Table of Contents
Overview
High performance computing depends heavily on high quality numerical libraries and carefully assembled software stacks. For most practical workloads, performance comes not from hand written loops, but from calling well optimized, often vendor tuned, building blocks. Understanding what these libraries provide, how they fit together, and how they are delivered on HPC systems is essential for productive work on clusters.
This chapter focuses on the role of numerical libraries and software stacks in HPC, how they are organized on clusters, and what you need to know to choose and use them effectively without becoming a library developer yourself.
Why Numerical Libraries Matter
Many scientific and engineering problems reduce to a small number of core numerical kernels. Examples include solving linear systems, computing eigenvalues, performing Fourier transforms, and optimizing nonlinear functions. These kernels are difficult to implement efficiently, especially on modern heterogeneous systems with deep memory hierarchies, vector units, and complex interconnects.
Instead of coding these algorithms from scratch, HPC applications typically rely on numerical libraries that offer:
- Carefully designed algorithms that are numerically stable and robust.
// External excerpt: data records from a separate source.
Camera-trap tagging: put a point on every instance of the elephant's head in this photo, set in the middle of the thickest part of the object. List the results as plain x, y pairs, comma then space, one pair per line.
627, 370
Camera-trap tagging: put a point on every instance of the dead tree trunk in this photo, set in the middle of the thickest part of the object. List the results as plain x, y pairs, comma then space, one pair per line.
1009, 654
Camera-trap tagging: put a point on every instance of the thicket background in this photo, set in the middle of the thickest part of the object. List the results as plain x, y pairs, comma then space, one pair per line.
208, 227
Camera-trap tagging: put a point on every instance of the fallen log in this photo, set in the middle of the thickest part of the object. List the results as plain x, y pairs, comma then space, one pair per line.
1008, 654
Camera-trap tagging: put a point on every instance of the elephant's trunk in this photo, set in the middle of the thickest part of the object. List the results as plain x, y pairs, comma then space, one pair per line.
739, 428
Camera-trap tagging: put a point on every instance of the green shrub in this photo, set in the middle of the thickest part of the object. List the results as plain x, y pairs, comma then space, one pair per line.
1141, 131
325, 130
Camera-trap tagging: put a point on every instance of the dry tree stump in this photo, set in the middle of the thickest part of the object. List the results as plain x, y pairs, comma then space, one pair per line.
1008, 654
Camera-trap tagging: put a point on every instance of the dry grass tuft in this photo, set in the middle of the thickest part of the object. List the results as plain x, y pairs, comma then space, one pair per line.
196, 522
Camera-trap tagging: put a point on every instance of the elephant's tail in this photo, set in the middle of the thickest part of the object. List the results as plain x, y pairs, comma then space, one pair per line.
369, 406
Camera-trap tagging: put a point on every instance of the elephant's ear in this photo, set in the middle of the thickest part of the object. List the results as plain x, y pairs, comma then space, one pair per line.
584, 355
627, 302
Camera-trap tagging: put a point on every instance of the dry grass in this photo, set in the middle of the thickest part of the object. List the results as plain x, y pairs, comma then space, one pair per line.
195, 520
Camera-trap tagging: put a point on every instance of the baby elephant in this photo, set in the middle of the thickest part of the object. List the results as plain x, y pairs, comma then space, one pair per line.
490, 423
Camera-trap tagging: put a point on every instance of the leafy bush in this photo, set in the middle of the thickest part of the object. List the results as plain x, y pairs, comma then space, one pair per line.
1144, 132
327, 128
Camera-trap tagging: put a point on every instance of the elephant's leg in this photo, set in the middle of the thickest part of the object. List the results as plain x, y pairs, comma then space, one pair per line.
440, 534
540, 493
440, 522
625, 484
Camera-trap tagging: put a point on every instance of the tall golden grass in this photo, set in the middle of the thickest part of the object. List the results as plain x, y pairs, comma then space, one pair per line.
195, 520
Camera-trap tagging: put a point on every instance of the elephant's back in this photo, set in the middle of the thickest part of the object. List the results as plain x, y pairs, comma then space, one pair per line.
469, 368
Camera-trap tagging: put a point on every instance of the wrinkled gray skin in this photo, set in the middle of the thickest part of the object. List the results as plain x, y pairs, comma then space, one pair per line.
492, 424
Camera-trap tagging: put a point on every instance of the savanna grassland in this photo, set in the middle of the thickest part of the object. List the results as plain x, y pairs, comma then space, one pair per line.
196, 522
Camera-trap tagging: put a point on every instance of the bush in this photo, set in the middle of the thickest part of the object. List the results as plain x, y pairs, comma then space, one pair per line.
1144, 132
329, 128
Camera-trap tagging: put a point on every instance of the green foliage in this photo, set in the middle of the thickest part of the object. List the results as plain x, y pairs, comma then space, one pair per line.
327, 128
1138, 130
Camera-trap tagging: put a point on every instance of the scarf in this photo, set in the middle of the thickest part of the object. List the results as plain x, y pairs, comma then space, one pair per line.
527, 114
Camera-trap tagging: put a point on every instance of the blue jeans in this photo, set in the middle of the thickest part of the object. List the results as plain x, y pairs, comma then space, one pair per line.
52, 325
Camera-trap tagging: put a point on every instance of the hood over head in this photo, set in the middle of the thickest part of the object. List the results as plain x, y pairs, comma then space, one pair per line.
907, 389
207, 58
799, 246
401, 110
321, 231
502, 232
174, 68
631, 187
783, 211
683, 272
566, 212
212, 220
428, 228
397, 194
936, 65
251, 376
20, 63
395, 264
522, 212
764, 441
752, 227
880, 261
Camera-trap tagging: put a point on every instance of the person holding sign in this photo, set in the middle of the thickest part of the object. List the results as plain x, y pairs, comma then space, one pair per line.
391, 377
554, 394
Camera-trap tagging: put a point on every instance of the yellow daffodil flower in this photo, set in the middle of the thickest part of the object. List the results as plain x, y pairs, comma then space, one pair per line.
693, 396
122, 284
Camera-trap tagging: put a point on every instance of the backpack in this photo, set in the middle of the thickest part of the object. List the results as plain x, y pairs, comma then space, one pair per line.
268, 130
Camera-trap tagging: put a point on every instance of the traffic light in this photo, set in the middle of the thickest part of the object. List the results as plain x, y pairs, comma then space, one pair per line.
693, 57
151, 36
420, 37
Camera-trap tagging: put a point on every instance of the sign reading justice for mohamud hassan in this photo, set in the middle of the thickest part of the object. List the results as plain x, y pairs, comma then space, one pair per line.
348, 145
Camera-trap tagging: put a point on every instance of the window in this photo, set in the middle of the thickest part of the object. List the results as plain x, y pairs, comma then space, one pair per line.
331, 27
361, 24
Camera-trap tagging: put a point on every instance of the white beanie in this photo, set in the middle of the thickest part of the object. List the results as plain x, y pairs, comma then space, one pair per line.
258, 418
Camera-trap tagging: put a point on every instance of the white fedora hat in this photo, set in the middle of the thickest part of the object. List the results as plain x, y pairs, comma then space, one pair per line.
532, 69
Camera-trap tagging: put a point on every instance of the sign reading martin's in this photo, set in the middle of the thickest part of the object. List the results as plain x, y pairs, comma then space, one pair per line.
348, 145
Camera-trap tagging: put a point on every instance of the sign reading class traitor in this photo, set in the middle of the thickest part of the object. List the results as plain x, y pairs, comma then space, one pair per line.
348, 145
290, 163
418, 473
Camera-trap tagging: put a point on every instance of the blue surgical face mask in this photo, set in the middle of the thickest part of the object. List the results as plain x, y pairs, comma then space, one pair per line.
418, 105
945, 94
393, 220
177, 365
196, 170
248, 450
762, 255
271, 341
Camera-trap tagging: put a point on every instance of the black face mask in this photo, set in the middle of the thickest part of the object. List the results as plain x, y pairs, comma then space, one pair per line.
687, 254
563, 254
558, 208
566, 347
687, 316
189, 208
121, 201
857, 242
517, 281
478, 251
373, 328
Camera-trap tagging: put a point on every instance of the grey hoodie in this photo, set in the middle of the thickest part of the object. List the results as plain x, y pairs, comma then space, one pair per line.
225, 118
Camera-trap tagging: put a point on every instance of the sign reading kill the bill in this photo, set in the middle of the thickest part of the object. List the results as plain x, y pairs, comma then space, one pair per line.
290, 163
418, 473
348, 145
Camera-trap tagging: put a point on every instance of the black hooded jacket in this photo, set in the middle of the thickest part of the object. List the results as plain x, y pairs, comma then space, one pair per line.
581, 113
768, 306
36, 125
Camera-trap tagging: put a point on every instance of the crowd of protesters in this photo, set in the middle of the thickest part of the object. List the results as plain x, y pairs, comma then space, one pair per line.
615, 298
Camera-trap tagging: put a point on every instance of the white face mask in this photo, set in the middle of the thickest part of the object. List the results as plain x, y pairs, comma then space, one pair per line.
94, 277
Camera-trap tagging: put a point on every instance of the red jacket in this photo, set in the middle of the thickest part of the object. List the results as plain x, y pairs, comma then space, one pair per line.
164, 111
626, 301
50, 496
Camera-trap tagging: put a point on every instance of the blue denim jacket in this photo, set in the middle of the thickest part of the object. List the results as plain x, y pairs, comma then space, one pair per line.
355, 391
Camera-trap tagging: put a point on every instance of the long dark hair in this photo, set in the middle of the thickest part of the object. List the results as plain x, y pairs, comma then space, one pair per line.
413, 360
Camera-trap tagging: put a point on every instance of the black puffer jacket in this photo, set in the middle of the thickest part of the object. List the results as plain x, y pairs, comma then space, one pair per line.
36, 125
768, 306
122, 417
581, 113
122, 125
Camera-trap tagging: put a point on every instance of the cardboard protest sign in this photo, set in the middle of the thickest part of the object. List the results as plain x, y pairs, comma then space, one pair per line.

- Implementations optimized for specific CPUs, GPUs, and interconnects.
- Standardized interfaces so that code written decades ago still works with modern implementations.
The central idea is to separate "what" you want to compute from "how" it is executed. Your code calls a function, for example dgemm for matrix multiplication, and a tuned implementation performs the operation efficiently on the hardware you are using.
In HPC, you should almost never implement basic numerical kernels yourself. Always search for an appropriate library first.
Building Blocks of an HPC Software Stack
On an HPC cluster, numerical libraries are not isolated pieces that you download ad hoc. They are integrated into a software stack that typically includes:
- One or more compiler suites.
- Math and communication libraries that match each compiler and hardware platform.
- High level scientific libraries and frameworks that build on these math libraries.
- Environment management tools, often module systems, that ensure compatible combinations.
A "stack" is essentially a compatible set of compilers, libraries, and tools tested to work together. When you load a specific module, for example a compiler or MPI module, you are often implicitly selecting a whole chain of dependent libraries.
From a user perspective, the most important aspects are:
You rarely link directly against all low level libraries yourself. Instead, you pick a compiler, an MPI implementation if you use distributed memory, and often a math library module. Higher level packages and your application then build on that.
Different stacks may co exist to support different hardware generations or different programming models. For example, one stack may be optimized for CPU only nodes, and another for GPU accelerated nodes with different math libraries and compilers.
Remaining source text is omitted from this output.